Coolink Corator DS CPU Cooler Review

👤by Sahil Mannick Comments 📅01-03-10
Closer Look

The Corator DS

The cooler is a very attractive design and the aluminium and copper construction makes for a robust cooler. Immediately we see many of the features advertised by Coolink such as the obvious dual fin stacks, the four heat pipes and the SWIF2 120P fan sandwiched between the radiators. We instantly get the feel that the cooler is aiming for sheer performance. To save costs, Coolink have opted against nickel plating their cooler.

Sideshot of the cooler and the SWiF2-120P PWM fan

Looking at the side, we see the two radiators more clearly. In terms of size, it is very similar to the NH-D14 but the fin designs are very different. The fan is placed in the middle using 2 wire clips. They are very to install but there is one issue. To install the heatsink, the fan has to be removed first, but once installed inside the case, it can be very hard to access the wires to clip on the fan at the bottom. However, if you are installing the heatsink outside the case, then this is not a problem at all. The actual radiators are the same in size but have slightly different characteristics.

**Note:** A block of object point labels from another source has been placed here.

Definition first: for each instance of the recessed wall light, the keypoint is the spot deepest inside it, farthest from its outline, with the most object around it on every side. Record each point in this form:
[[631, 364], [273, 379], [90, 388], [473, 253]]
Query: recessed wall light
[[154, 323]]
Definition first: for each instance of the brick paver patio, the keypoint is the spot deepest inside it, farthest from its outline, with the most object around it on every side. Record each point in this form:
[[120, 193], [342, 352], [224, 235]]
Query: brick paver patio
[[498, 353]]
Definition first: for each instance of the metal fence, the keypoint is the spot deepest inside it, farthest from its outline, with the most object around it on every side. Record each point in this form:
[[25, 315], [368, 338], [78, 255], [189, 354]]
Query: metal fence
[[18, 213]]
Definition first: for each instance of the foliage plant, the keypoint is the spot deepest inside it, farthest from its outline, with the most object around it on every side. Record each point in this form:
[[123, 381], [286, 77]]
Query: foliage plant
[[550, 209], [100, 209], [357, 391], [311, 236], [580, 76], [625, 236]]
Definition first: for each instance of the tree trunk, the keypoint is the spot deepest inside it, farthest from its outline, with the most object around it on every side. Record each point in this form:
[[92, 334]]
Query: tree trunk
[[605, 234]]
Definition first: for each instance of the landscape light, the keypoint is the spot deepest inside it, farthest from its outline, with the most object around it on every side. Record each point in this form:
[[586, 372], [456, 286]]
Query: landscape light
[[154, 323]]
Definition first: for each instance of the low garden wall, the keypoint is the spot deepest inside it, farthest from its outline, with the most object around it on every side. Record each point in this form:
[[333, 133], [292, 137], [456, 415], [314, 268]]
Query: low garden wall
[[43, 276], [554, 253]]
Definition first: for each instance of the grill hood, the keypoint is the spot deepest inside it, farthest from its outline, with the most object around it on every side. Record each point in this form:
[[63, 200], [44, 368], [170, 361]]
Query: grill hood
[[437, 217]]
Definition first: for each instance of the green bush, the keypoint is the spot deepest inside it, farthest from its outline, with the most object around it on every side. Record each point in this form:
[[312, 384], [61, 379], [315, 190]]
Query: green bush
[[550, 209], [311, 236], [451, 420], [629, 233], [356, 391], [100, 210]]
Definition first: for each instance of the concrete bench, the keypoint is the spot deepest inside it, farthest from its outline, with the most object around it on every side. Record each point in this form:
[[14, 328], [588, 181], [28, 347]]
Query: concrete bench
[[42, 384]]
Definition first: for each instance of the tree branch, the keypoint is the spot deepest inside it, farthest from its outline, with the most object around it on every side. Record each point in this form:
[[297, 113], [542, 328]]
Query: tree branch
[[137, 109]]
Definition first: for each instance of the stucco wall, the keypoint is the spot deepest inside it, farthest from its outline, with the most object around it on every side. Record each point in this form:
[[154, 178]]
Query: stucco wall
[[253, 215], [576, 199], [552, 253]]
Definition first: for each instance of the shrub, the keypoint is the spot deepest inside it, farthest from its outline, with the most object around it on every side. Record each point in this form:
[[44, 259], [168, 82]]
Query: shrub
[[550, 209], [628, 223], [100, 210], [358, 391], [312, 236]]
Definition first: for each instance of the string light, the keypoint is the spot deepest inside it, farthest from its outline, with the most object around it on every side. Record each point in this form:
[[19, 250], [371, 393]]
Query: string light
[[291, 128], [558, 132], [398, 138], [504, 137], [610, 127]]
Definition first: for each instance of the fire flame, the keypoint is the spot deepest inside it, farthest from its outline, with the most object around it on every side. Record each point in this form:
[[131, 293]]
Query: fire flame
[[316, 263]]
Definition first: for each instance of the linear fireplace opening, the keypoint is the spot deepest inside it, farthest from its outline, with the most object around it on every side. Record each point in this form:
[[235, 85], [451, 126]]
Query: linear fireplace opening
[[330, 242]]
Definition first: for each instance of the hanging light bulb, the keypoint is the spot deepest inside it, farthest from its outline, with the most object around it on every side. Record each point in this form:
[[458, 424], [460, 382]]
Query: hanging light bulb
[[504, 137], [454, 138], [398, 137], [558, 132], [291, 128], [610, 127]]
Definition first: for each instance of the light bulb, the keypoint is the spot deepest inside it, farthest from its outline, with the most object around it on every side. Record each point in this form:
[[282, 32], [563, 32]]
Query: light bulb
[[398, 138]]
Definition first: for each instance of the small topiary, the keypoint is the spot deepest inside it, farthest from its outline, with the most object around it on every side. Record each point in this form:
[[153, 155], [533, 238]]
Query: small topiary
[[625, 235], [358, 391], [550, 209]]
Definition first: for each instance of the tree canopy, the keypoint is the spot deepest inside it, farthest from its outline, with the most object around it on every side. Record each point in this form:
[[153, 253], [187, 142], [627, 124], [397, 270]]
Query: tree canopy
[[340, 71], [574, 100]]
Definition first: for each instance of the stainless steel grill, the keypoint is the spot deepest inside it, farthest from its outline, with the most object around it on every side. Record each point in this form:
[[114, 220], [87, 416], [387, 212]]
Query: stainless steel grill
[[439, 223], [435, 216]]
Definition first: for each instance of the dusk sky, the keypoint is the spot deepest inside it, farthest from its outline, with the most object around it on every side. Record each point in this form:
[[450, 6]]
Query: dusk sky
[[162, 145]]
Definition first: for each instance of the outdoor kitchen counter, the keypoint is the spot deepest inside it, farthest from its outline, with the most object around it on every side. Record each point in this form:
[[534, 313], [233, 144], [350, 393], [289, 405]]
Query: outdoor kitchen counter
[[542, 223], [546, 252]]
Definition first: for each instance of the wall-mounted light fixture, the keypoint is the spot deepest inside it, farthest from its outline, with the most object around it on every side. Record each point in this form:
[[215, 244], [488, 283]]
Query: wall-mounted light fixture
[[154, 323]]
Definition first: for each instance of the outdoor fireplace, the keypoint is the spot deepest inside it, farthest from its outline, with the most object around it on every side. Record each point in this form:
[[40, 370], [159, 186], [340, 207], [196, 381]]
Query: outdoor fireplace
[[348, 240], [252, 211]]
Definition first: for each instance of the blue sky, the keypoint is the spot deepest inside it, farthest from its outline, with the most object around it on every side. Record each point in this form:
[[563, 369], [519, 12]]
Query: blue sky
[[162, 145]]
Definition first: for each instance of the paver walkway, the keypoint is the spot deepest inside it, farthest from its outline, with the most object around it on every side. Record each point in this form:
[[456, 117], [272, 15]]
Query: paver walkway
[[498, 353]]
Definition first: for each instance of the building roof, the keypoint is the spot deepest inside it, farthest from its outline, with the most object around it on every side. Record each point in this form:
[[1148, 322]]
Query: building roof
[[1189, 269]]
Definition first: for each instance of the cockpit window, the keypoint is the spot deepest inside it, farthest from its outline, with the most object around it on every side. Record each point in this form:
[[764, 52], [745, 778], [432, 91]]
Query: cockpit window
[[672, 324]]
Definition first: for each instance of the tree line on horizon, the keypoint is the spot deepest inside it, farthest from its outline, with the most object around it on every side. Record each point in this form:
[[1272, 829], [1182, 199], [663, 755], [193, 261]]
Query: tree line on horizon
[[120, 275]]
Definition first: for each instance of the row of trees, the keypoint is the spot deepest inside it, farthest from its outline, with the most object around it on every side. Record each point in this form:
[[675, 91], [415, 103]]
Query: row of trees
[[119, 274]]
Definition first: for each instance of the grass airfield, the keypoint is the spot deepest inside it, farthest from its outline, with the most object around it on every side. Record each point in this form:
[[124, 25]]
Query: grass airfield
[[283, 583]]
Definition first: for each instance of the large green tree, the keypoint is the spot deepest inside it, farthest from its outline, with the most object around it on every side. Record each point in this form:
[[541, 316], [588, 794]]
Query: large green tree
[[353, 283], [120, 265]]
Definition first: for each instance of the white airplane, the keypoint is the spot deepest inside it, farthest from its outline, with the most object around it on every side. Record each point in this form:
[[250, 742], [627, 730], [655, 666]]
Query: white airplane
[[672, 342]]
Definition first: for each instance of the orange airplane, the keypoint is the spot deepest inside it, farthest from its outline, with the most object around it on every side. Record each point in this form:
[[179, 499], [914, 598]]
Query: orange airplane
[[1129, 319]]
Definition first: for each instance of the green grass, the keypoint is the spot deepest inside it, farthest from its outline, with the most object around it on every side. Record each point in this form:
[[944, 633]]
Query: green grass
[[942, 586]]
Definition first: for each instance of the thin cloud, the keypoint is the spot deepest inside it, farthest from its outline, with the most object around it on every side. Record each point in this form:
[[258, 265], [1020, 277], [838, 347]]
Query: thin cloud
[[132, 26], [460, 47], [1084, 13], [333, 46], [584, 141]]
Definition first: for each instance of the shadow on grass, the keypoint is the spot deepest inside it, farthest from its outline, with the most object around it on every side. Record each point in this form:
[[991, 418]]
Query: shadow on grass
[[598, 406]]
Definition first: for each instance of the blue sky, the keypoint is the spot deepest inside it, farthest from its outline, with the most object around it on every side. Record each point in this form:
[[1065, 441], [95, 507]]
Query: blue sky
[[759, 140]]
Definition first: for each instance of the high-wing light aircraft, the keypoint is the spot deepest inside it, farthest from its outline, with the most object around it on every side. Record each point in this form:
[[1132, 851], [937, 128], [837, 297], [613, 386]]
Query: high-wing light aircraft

The asymmetrical fin stack using a 30/40 fin configuration

As we look more closely at the fins, we can see the asymmetrical fin array. By having one stack with only 30 fins and the other with a denser 40 fin array, Coolink aim to increase airflow when combined with the fan. The cooler has to be oriented such that the fan sucks air through the 30 fin array and pushes it through the denser stack. Because of this, the fan has to have a high airflow and static pressure, which it does with its high RPM operating speed and 11 blade design. This design is very efficient since the single fan can work more effectively pulling air through a less densely stacked array. The NH-D14 does not need the less dense fin array because the front NF-P12, with its high static pressure, acts as a "push" fan.

Looking at the fan through the fin array

The way the heat pipes are spread out within the fin stacks makes for a higher surface area for heat dissipation and all the pipes are exposed to the airflow. This is a more effective design than the Prolimatech Megahalem where the heat pipes are lined up in the direction of airflow so that only the front pipe ends up being exposed. The fan rests in the middle and we can see that it is oriented to push air through the denser fin array at the back.

The base and heat pipes

The Corator DS utilizes 4 8mm thick heat pipes for maximum heat transfer. They all spread out from the base to cover a greater surface area of each fin. What is interesting is the base. The copper heat pipes are in direct contact with the CPU hence the Direct Touch Technology but unlike other iterations of this technology, Coolink uses a gapless design. One of the main downfall of other Direct Contact Technology is that there is normally a gap between the base of the heat pipes and the material that holds them together. As a result, the coolers can't make maximum contact with the CPU heat spreader, and when applying thermal, instead of applying a small blob that can effectively spread out under pressure, the pastes always ends up along the gaps. This always meant that special case had to be taken when applying thermal compounds and using thin lines along the base of each heat pipe was always necessary. However, Coolink's method means that the cooler faces none of the issues above. The base can be treated as a normal one with the benefits of Direct Touch. The base itself is fairly flat but lacks a mirror finish.

The top of the 4 8mm thick heat pipes

Coolink have opted for each end of the heat pipe to go through their own radiator. At the top of each stack are 2 rounded ends and 2 grooved ones. They are spread out across the top for more heat to dissipate radially. The powerful PWM fan is then able to carry the heat generated away from the radiators.